A project on exploratory data analysis.
Sebastian Thomas @ neue fische Bootcamp Data Science
(datascience at sebastianthomas dot de)
This was my first project at the neue fische Bootcamp Data Science. It was centered around exploratory data analysis techniques and simple predictive analysis using ordinary linear regression. After the bootcamp, the analysis was extended.
The instances in the data set represent house sales. The task is to describe the impact of the given features on the house sales prices resp. to predict the latter with machine learning methods.
We have the following key insights:
- The distribution of house sale prices is left modal, with a median of about 0.5 million US Dollars.

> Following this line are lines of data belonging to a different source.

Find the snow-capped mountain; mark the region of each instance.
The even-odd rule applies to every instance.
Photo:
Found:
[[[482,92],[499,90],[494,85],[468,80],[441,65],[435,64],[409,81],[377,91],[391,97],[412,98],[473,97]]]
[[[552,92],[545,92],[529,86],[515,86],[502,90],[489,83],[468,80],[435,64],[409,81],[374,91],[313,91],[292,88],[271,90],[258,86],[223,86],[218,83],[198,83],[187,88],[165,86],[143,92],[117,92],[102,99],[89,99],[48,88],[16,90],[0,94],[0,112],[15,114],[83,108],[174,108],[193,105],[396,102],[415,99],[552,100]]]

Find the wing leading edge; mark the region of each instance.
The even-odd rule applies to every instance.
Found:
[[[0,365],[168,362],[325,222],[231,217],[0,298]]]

- Location has a big impact on house sale price as can be visualized by the median house sale prices grouped by the zipcode:
The area with the highest housesale prices is Medina with zipcode 98039, a city in Eastside in the metropol region of Seattle.
- There is a rough linear relationship between the living space area and the house sales price.
- While there is a rough linear relationship between house condition and the house sales price, the quality of the interior (design/materials) has an exponential impact on the house sales price.
- The better the view, the higher the house sales price. Most properties don't have an extraordinary view.
- If the house is on a waterfront, the median house sale price increases about 1 million US Dollars.
- The average error of the predictive model is about 12% (mean absolute percentage error) resp. $ 37,000 (median absolute error).
- Part 1: Data mining
- Part 2: Data cleaning
- Part 3: Feature engineering
- Part 4: Exploratory data analysis
- Part 5: Predictive analysis
- Part 6: Visualization
- try more regression algorithms
- try more ensemble methods
- try more feature selection methods
- try artificial neural networks